Оба эти переулка сами по себе имеют все основания претендовать на статус исторических памятников. Но для меня они еще имеют определенную эмоциональную составляющую, личное притяжение ностальгического характера. С ними связаны счастливые годы юношеской дружбы и тесного товарищеского общения с друзьями по духу, интересам и поискам себя в этом мире. Свой небольшой коллектив, сложившийся еще в школьные годы, мы по-мальчишески наивно окрестили «обществом гусар», а себя гусарами – в разных номинациях.
К седьмому классу некогда превалирующий интерес, объединявших всех ребят класса – футбольное помешательство – стал ослабевать. Появились другие увлечения. Наш класс стал распадаться на группы по индивидуальным интересам, которые все заметнее заявляли о своем праве на существование, разрушая сложившуюся модель господствующего классного единообразия. К этому времени меня прибило к группе ребят разных по характеру, темпераменту, воспитанию, но в чем-то единых по своему внутреннему настрою, отношению к происходящим вокруг нас событиям и окружающим людям. В нашу компанию входили: Гена Гладков, Митя Урнов, Павлик Алексеев (Буба), Олег Ряшенцев и Вася Ливанов. Разнообразие в личностных характеристиках членов нашей группы делали взаимное общение не только занимательным, но и взаимообогащающим интеллектуально, – если так можно сказать об отношениях 14-летних мальчишек. Нас объединяла, – сегодня это звучит не совсем понятно, – определенная книжная начитанность. Мы беспорядочно, но много читали. Это не проистекало от нашего стремления к знаниям. Просто в наш век – дотелевизионный и докомпьютерный – книга была самым доступным для нас методом познания мира вообще, и взрослого в частности. Мы читали все, что попадалось под руку, обмениваясь книгами и впечатлениями от прочитанного, часто в разговорах между собой фантазируя и домысливая продолжения различных сюжетных линий поведения книжных героев. Лихо к месту и невпопад козыряли понравившимися фразами и словечками из чеканных формулировок Остапа Бендера и «Бравого солдата Швейка», на свой лад переиначивали словесные изыски персонажей Чехова и Дюма, Зощенко и О’Генри, Марка Твена и Бабеля. Такая камерная книжная общность невольно приводила к единому знаменателю в восприятии окружающего мира и, тем самым, еще больше сближала нас.

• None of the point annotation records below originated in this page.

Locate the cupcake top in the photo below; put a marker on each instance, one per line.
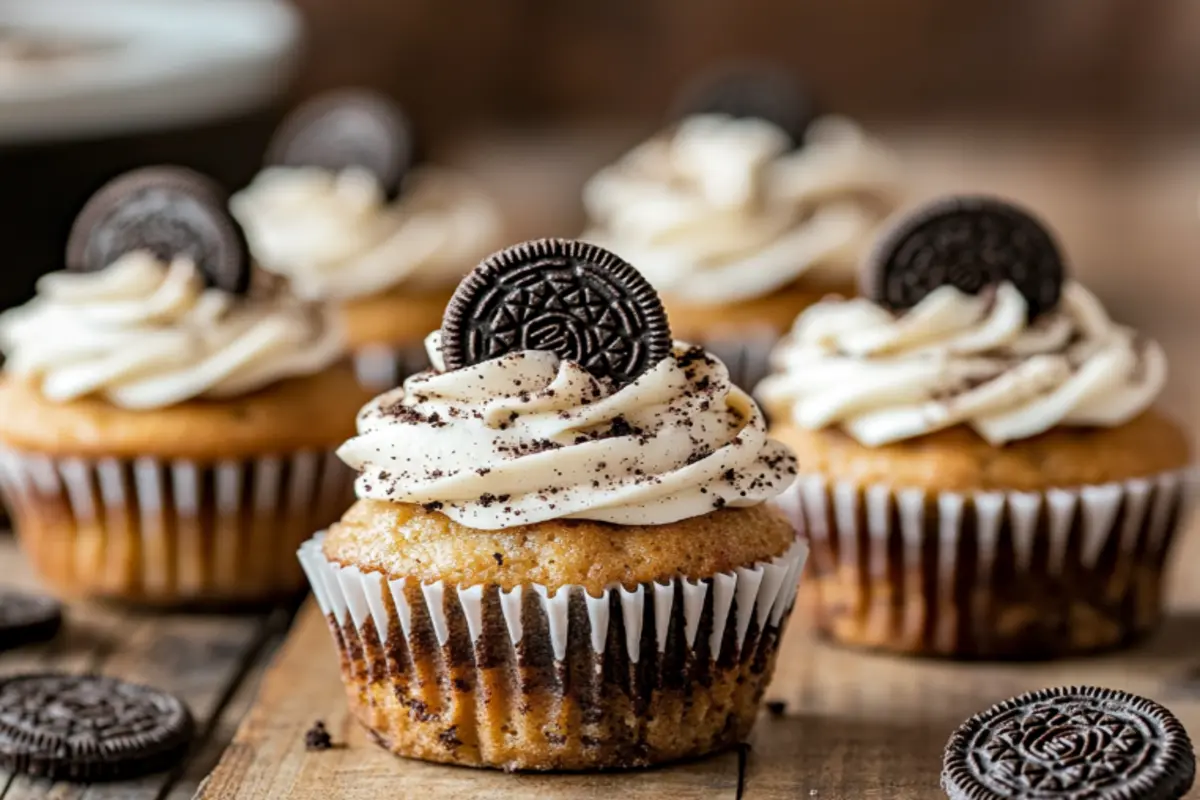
(966, 319)
(557, 392)
(156, 306)
(725, 205)
(341, 212)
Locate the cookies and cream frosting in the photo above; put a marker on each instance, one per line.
(960, 359)
(529, 437)
(335, 235)
(144, 334)
(724, 209)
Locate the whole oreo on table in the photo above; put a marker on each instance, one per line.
(169, 211)
(1071, 744)
(750, 91)
(569, 298)
(351, 127)
(88, 728)
(28, 619)
(969, 242)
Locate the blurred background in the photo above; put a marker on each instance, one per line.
(1089, 112)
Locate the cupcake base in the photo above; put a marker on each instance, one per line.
(989, 575)
(172, 531)
(533, 680)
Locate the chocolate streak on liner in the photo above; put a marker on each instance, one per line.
(888, 594)
(577, 709)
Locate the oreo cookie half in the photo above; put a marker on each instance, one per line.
(969, 242)
(1071, 744)
(88, 728)
(563, 296)
(750, 91)
(352, 127)
(28, 619)
(169, 211)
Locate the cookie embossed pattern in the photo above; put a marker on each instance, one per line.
(563, 555)
(985, 474)
(1071, 744)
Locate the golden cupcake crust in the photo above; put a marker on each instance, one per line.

Мы усиленно гнали время вперед, стремясь поскорее стать взрослыми и независимыми людьми, не сознавая, что убегаем от лучших лет своей жизни.
Геннадий Гладков и Василий Ливанов были первыми из нашей компании, кто самостоятельно принял взрослые решения, радикально изменившие условия и само направление их жизненного пути. После окончания седьмого класса Геннадий поступил в химико-технологический техникум, а Василий – в художественное училище при МГХИ им. В. И. Сурикова.
Как ни странно, выход наших друзей из закрытого от многих жизненных напастей пространства школьного существования в открытый мир почти взрослой ответственности за свои поступки не только не привел к распаду компании «гусар», – как мы продолжали называть себя по привычке, но наоборот – еще более сплотил нас впервые осознанным ощущением хрупкости человеческих привязанностей и желанием во что бы то ни стало сохранить их. Наши встречи превратились в регулярный и приятный ритуал постоянного общения. В хорошую погоду мы вытаскивали друг друга на вечерние прогулки по привычному кольцевому маршруту: от Петровского переулка, где жили Г. Гладков и О. Ряшенцев, – по Большой Дмитровке к «Полтиннику», затем вверх по Столешникову переулку к Тверской площади, далее вдоль Тверской улицы до Пушкинской площади и вновь на Б. Дмитровку к Петровскому переулку. Если погода или настроение требовали другого времяпрепровождения, заваливались к Митьке Урнову в квартиру его родителей на Страстном бульваре в тот дом, в подножье которого сегодня проделан проход на станцию метро «Чеховская», или к Павлу Алексееву в Глинищевский переулок, или, наконец, оседали у Геннадия Гладкова, благо его мама обычно работала допоздна.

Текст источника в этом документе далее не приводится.